The guarantees (CI-enforced, byte-level)

For every document in the golden corpus — CommonMark constructs, all of GFM, front matter, math, footnotes, CJK/RTL text, deep nesting, merged-cell tables:

  1. IdempotenceC(C(x)) === C(x)
  2. Identityserialize(parse(C(x))) === C(x), byte for byte
  3. Schema validity — every parsed document passes ProseMirror’s check()
  4. Doc stabilityparse(serialize(doc)) equals doc structurally

A regression in any of these fails CI. There is no allowlist of “known diffs”.

Documented normalizations

Applied once, when a document first enters the editor:

  • Reference links/images are inlined ([x][ref] + [ref]: url[x](url)).
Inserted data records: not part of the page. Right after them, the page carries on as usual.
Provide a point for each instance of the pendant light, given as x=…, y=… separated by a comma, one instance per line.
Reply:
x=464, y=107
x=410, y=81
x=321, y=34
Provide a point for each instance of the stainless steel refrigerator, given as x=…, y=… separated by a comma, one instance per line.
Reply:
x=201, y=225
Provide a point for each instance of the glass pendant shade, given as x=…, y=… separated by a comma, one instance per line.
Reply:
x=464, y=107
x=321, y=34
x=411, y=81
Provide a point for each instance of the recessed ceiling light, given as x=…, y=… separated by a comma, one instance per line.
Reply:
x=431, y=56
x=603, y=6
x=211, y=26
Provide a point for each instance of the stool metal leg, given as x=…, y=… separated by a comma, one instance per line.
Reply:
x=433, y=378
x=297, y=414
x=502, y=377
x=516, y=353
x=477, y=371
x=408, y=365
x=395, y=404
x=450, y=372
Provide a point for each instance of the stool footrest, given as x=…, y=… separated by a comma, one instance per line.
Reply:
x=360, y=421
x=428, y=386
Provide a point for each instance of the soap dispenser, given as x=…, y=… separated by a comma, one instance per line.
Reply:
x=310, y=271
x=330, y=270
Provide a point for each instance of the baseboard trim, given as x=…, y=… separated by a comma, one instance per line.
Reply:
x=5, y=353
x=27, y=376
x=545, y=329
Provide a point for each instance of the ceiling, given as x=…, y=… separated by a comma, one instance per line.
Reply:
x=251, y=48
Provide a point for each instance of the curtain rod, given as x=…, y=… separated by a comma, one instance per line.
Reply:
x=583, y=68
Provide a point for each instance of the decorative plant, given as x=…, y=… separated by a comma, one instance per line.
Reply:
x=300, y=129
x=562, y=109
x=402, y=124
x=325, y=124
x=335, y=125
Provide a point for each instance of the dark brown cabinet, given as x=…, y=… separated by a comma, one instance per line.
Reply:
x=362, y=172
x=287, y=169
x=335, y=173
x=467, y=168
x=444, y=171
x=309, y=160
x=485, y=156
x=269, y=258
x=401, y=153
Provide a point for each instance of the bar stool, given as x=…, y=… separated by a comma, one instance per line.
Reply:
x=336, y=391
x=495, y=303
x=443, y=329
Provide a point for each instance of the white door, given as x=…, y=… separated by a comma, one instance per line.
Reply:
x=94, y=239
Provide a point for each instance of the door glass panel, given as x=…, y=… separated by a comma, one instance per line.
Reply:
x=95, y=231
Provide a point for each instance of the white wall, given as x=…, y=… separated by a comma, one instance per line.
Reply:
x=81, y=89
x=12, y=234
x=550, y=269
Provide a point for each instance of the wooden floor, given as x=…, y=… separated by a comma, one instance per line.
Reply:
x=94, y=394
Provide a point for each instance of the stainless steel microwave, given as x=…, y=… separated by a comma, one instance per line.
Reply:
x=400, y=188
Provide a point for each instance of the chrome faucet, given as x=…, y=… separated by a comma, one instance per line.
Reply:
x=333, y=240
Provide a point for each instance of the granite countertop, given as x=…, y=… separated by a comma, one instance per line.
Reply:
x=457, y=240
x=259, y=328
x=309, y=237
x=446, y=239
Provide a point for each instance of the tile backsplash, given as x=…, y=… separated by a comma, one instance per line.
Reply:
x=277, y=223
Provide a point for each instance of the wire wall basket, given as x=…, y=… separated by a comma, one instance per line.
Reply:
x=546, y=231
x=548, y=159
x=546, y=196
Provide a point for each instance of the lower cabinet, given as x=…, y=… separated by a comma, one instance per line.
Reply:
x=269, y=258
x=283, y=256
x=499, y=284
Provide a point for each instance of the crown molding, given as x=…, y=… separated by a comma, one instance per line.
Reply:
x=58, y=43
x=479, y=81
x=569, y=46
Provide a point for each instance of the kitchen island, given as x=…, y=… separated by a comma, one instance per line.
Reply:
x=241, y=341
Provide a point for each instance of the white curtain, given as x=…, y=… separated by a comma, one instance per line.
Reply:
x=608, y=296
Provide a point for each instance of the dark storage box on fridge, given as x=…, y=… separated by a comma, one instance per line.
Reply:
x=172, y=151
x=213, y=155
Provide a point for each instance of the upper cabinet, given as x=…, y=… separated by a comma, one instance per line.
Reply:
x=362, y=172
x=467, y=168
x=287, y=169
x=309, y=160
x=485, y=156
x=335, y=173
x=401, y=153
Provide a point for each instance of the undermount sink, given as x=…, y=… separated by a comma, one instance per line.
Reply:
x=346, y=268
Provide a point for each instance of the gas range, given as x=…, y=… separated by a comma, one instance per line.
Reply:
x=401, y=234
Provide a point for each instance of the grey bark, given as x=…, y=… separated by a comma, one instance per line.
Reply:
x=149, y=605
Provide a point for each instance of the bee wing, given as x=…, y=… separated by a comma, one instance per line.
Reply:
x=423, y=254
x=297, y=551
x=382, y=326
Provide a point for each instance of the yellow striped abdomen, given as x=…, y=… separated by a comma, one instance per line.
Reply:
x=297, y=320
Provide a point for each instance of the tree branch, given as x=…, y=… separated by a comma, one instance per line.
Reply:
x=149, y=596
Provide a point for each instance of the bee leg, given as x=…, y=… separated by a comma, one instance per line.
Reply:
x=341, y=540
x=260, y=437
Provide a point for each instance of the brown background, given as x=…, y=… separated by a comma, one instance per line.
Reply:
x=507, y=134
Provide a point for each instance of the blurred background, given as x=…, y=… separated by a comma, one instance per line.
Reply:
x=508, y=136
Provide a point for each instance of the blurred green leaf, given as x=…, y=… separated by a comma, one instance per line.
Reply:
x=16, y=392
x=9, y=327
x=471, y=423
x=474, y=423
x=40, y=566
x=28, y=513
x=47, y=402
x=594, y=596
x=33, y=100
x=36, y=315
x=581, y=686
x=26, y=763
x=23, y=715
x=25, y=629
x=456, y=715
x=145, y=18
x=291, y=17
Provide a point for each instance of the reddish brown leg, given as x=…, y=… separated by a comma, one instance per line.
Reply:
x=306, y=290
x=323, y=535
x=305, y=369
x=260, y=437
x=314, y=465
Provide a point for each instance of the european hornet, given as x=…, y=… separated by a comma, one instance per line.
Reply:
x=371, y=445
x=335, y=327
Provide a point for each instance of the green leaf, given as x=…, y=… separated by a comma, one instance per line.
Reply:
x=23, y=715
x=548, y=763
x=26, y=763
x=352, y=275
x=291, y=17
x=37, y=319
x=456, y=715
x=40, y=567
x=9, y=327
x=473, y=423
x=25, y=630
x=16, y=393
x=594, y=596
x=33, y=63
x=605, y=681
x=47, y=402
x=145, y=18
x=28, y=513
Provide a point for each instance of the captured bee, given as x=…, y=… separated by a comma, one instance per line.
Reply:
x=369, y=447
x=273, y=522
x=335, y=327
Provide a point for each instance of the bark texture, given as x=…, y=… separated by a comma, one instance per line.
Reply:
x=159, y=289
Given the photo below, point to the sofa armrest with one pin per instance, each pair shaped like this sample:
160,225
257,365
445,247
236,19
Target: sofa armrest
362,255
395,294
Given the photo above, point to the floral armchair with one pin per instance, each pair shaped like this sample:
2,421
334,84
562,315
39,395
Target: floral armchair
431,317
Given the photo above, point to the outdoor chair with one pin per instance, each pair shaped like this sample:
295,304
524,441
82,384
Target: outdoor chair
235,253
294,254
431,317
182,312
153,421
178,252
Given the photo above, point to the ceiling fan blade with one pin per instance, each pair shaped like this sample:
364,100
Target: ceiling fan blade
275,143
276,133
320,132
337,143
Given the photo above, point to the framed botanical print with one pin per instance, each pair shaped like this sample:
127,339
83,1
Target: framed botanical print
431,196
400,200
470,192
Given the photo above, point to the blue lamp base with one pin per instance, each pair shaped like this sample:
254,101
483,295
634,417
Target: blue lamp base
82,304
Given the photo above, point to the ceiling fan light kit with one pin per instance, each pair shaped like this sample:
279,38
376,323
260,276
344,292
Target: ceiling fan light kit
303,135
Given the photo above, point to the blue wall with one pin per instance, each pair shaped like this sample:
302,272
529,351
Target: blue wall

A WYSIWYG surface cannot keep the indirection intact through arbitrary edits, so we normalize it up front instead of corrupting it silently.
  • Soft line breaks join to spaces — paragraphs become one logical line (semantics unchanged per CommonMark; hard breaks are preserved as \).
  • Autolink forms[url](url) and <url> normalize to the autolink form; GFM literal www. links normalize to explicit links.
  • Empty paragraphs are dropped on save (markdown has no representation for them).
  • Front matter is preserved verbatim, including formatting inside it.

Things that round-trip because we engineered them to

  • Merged-cell tables: GFM can’t express them, so they serialize as a fixed-format HTML <table> and are lifted back into a fully editable table on parse — byte-stable in both directions.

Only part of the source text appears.